Biden Still Plans To Restart Federal Student Loan Payments In February
Many student debtors have been shaken by unemployment, displacement and trauma during the pandemic. Even before the crisis, more than 1 million people defaulted on student debt each year. Bad loans can be a disaster, ruining your credit and clouding your financial future. And recent history shows that restarting student loans could trigger a default crisis of unprecedented proportions.
In 2017, student borrowers living in areas affected by wildfires and hurricanes automatically qualified for “forbearance,” which is student loan lingo for “not having to make monthly payments.”
Forbearance periods end next year. Federal officials overseeing the loan program soon began to notice a troubling pattern.
. If you miss a payment, you fall into a type of limbo called “delinquency,” where you can stay for up to nine months. If you keep missing payments, you fall into another level of hell: default, where your wages, tax refunds and even Social Security checks can be garnished.
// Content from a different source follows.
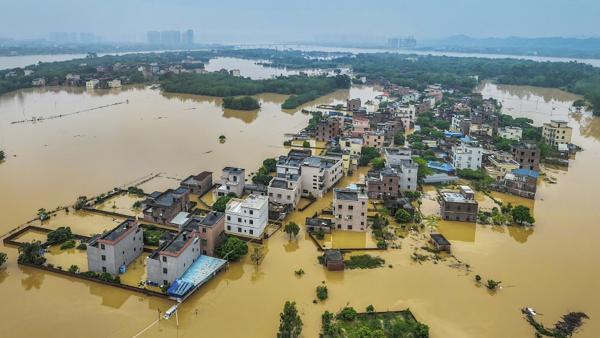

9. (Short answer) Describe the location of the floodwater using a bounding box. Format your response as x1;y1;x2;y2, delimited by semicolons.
0;75;600;337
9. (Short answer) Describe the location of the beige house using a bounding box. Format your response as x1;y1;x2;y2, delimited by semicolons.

Biden Administration Officially Extends Student Loan Pause
When borrowers in forbearance had to start making payments again in 2018, the number of delinquencies began to rise. This lasted for nine months and was immediately followed by an increase in the number of defaults. Some people may have come into contact with the loan system and not known they owed money again. Either they were unemployed and couldn’t afford it, or they had lost the habit of making monthly payments.
The risk is that these fire and rain failures will reoccur on a much larger scale. This time the disaster area is the entire country. The task is huge and unprecedented: to help more than 40 million people start paying off their loans at once. Some of the people hardest hit by the pandemic will be the most vulnerable to the revival of a dormant student loan machine.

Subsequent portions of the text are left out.